During the first 48 hours after an adult circumcision, avoid getting the wound wet by skipping a bath or shower.
Instead, clean up with a wet cloth or towel, avoiding the bandaged area.
The circumcision wound should be watertight after 48 hours.
Remove the initial bandage
The bandage and gauze applied by the doctor after the circumcision should be removed 48 hours after the procedure by soaking the area in a shallow bath.
Fill a bath or basin with warm water and salt (epsom salt or regular table salt) to promote healing.
Let the water soak the bandage long enough to allow you to remove it without pieces of gauze sticking to the wound.
Only soak the area long enough to remove all the dried blood and gauze fibers from the area, then pat it dry gently with clean gauze.
Apply clean bandages regularly.
Change your bandages every 24-48 hours, or if they get wet.
A few drops of urine can be overlooked, but liquid that saturates through the bandage will be cause for a new dressing.
Apply a small amount of vaseline to the glans and shaft of the penis to prevent the bandage from sticking to the skin.
Wait at least 2 weeks before a bath.
While a shower can be safe for the circumcised penis after 48 hours, the wound should not be submerged in a bath until it is healed (with the exception of removing the initial dressing).
Taking a bath can wash bacteria into the wound, which may cause an infection.
Initial healing normally takes 2-3 weeks, though healing time may vary depending on an individual’s age, lifestyle, and medical history.

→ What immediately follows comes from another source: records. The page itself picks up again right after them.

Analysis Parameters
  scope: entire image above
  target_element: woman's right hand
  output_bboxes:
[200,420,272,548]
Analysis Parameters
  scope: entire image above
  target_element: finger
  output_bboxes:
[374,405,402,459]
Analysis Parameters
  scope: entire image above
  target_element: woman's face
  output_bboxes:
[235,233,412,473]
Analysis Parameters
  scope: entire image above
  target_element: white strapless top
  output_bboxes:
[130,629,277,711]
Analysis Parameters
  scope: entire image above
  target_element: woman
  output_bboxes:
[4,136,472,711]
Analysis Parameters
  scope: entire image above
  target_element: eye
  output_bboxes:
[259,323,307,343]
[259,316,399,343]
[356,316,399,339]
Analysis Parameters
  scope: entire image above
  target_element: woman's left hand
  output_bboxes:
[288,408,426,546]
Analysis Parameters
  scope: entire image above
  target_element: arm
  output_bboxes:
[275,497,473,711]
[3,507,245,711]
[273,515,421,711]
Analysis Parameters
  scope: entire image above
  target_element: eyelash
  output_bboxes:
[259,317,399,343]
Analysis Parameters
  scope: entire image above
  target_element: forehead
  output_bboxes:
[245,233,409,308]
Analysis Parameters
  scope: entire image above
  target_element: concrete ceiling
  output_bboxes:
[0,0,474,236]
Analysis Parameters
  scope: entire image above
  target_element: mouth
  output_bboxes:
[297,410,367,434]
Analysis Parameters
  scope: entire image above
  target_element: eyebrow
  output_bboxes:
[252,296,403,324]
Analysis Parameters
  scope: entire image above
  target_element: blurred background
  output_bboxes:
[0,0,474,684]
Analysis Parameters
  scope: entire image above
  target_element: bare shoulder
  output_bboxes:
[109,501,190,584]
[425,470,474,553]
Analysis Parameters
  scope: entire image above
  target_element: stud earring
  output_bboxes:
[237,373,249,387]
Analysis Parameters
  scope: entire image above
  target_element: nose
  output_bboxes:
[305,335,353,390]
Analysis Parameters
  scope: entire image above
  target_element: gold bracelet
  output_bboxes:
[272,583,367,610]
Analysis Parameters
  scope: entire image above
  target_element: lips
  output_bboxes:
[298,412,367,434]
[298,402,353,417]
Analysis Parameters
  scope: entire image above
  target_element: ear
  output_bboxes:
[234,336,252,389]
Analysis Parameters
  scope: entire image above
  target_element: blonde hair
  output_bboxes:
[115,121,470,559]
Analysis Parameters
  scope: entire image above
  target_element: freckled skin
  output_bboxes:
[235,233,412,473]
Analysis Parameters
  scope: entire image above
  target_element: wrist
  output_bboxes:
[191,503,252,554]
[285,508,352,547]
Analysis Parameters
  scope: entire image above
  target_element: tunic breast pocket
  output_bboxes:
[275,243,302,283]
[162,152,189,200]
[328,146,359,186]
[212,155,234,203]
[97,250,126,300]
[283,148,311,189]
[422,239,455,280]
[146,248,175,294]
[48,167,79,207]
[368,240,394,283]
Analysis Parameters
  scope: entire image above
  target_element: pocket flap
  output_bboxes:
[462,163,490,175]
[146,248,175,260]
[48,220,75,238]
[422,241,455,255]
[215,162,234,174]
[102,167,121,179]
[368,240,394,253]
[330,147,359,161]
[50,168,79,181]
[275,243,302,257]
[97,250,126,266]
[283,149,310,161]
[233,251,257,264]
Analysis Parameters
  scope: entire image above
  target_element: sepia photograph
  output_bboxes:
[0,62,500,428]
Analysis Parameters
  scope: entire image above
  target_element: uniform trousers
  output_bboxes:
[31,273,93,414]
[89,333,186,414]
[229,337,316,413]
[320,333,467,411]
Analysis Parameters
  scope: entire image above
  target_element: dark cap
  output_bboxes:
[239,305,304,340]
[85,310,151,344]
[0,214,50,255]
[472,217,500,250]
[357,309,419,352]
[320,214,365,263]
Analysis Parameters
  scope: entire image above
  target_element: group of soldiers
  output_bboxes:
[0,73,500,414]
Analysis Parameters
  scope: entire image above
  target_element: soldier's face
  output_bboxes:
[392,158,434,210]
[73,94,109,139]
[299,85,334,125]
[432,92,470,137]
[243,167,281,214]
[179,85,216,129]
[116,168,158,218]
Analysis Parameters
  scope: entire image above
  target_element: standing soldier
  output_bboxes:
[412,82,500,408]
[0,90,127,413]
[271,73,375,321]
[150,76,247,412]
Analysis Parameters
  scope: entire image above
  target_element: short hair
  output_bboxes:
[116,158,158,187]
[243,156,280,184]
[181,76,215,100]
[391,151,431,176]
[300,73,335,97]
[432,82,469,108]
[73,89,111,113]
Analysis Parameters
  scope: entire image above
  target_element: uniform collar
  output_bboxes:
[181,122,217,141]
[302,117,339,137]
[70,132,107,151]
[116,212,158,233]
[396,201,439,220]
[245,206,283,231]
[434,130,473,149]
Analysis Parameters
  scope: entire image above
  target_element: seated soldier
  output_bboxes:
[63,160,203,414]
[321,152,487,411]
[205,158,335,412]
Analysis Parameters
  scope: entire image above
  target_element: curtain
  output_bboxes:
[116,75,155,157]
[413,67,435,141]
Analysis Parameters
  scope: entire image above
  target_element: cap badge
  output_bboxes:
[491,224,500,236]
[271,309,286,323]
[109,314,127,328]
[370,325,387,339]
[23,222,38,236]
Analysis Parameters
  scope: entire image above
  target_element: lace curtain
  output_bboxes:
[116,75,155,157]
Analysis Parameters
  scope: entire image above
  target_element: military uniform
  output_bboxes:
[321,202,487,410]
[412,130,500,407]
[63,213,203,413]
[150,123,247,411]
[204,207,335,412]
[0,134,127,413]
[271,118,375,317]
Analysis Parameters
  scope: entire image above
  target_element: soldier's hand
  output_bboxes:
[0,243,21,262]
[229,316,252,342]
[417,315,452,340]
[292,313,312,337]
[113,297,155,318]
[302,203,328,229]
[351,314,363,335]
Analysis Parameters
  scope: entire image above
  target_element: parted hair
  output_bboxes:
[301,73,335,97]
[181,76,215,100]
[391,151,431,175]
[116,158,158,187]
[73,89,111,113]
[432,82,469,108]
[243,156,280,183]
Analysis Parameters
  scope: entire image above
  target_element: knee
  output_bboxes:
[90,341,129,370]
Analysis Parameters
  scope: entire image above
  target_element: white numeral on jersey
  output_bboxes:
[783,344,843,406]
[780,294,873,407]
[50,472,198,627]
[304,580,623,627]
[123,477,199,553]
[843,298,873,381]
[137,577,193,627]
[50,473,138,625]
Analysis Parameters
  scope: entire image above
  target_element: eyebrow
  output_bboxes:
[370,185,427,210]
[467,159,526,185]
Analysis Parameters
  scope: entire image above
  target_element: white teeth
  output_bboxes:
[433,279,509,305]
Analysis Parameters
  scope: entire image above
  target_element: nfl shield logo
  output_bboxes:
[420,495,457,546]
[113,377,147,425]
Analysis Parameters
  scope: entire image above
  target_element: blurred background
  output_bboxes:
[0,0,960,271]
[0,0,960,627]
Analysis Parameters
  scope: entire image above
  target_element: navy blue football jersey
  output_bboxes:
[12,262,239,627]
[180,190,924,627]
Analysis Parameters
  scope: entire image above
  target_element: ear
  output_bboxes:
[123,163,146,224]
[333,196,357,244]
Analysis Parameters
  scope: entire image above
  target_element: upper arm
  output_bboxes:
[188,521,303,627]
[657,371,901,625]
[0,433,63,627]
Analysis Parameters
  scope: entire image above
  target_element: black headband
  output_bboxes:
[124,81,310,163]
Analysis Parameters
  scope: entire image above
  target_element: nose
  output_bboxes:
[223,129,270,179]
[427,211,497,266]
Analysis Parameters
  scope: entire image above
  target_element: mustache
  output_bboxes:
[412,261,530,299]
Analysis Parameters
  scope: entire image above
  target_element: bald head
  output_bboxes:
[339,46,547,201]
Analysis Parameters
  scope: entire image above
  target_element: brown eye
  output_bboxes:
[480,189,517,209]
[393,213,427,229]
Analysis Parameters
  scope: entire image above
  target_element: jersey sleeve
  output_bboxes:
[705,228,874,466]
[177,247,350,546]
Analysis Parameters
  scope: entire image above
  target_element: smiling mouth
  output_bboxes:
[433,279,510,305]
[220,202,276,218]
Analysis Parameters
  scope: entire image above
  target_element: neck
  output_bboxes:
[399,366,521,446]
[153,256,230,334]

When showering during the time the circumcised penis is healing, avoid letting the shower stream hit the wound directly.
Shelter the wound site with your hand to prevent injury.
Your hand will absorb the force of the water while still allowing the area to get wet.
Monitoring the Wound
Check for redness, swelling or a fever.
Check the wound site for signs of redness and swelling.
Redness and swelling of the circumcision area are both normal during the 7-10 days it takes to heal.
If the area grows redder or more swollen 5-10 days after the procedure, or if the area seems warm or more painful, contact your doctor since this could indicate an infection.
Call your pediatrician right away if your baby has a fever (100.4° F or higher rectally), he will need to be seen immediately.
Look for blood.
Check for signs of blood during the first few days after the circumcision.
A few drops of blood (smaller than the size of a quarter) are normal during this period.
Larger drops of blood, and more persistent bleeding, are signs for concern and warrant an immediate call to your doctor or child’s pediatrician.
Watch for lasting yellow or green discharge.
A small amount of scabbing and yellow discharge is normal during the healing process, but it is a cause for concern if it lasts longer than a week.
Also note if the discharge is green, has a bad smell or is increasing in amount as this can be signs of an infection.
Check the circumcision site carefully for discharge.
If you see any 7 days after the procedure, contact your pediatrician.
Inspect the wound site for sores.
While a small amount of scabbing is normal while the circumcision site heals, you should not see any sores around the area.
Check the wound for sores, and contact your doctor immediately if you see any.
Crusty, fluid-filled sores may be a sign of infection.
Keep track of urination.
In the case of both newborn and adult circumcisions, a problem with urination is an important warning sign of complications or an infection.
If your newborn does not urinate within 6-8 hours of the procedure, call your pediatrician immediately.
If there is any pain or difficulty urinating following an adult circumcision, contact your doctor right away.